No, because .999... does not equal lim_n->∞0.9ⁿ

 

[JonF]

doesn't
\lim_{n\rightarrow \infty} 1^n =1

 

[Integral]

ok if

.\bar{9}= 1

then

\lim_{n\rightarrow \infty} .\bar{9}^n =1

correct?

You need an n on the RHS of the second expression for the limit to have any meaning.

it is correct that

\lim_{N \rightarrow \infty}9 \Sigma_{n=0}^N .1^{-n}=1

Edit: Opps, I some how missed your superscript n on my first go round.

 

[quantumdude]

I had granted Integral and Matt's request that the thread be locked, but as I was doing it people were still posting. Make up your mind, guys!

doesn't
\lim_{n\rightarrow \infty} 1^n =1

Whoops, I hadn't noticed the bar above the 9 in the limit.

 

[JonF]

I’m just now about ½ way through my first semester of calculus. I have no clue what an RHS is. What I’m trying to say is:

Isn’t it true that .9999…. to the power of infinity = 1


I’m not trying to troll or bait here, it’s just that 1 = .9999… goes against all the math intuition I’ve have so far.

 

[JonF]

Sorry just got home from school and have been thinking about this problem all day... Is it ok if they finish explaining it to me really quick?

 

[quantumdude]

I’m just now about ½ way through my first semester of calculus. I have no clue what an RHS is.

RHS=Right Hand Side

I'll let Integral continue.

 

[matt grime]

Tom, and others, I started an answer to some of JonF's question in a new thread if you want to clean it up a little. Though I was doing it from memory in case this should get locked, so it might not be an accurate recollection of the question

 

[square_root_beer]

nope...

A mathematical issue about this arose when I tried to find a constructive bijection between IR^1 and IR^2 (or IR^k for that matter) (how do I get LaTeX here?). My idea is best illustrated with the following example:

f: 573491.14387469712 |--> (741.48491, 539.137672)
f inverse: (741.48491, 539.137672) |--> 573491.14387469712

The only problem is that certain (pairs of) real numbers map to the same 2-space point.

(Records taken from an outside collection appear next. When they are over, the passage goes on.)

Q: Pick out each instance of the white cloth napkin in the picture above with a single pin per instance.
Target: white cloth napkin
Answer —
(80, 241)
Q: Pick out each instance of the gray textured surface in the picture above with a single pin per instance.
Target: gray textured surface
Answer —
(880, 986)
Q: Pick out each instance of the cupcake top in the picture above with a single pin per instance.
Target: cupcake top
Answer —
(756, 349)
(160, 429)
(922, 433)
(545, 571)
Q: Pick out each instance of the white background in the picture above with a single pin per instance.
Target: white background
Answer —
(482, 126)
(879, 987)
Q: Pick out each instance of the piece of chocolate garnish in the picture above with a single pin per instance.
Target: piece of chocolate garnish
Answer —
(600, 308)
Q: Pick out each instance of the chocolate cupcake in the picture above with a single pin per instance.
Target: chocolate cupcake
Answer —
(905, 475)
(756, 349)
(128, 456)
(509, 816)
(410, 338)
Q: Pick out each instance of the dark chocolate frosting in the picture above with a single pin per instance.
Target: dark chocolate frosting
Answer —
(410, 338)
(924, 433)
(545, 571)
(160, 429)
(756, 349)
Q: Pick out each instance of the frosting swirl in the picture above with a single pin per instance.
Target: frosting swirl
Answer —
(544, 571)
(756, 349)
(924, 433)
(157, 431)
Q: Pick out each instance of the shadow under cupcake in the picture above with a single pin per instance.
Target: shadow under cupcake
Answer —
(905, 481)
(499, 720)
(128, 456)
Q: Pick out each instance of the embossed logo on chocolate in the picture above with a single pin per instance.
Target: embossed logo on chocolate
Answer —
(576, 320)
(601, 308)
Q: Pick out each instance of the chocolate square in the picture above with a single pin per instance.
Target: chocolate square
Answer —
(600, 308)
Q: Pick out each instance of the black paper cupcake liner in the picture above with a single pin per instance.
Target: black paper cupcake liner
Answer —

.0391949195999296959... (digits from pi interspersed with 9's)

and .1301040105090206050...

both map to (.314159265..., .1)

So we don't have a bijection at all.

BUT, we do get a surjective function from IR^1 to IR^2 which is INTERESTING, in that we can think of a different surjection from IR^2 to IR^1, and the combination of these is all we need to prove that A BIJECTION EXISTS.

This double representation of the same real actually CAN be a problem!

Any thoughts would be appreciated (such as a constructive bijection).

 

[square_root_beer]

the subject heading "nope" was in response to "all mathematical ideas have been aptly addressed concerning this phenomenon of .9repeating=1...".

I must have gotten lost navigating the messege board.

 

[square_root_beer]

The difference between .9repeated and 1 is the diameter of a point... :) can you argue with that?

 

[KingNothing]

Also, when calculating something that involves .999999...you use 1, then apply the appropriate thing to the end. I know that sounds really dumb, but if you were to say "What's n*0.9999" you would just use 1, and say "infinitely close to n" or soemthing liek that.

 

[Hurkyl]

What a lovely thread to come home to after a miserable day.

(a) Don't hijack threads.
(b) Don't insult people.

The discussion seems to have moved to a new thread, so I'm locking this one.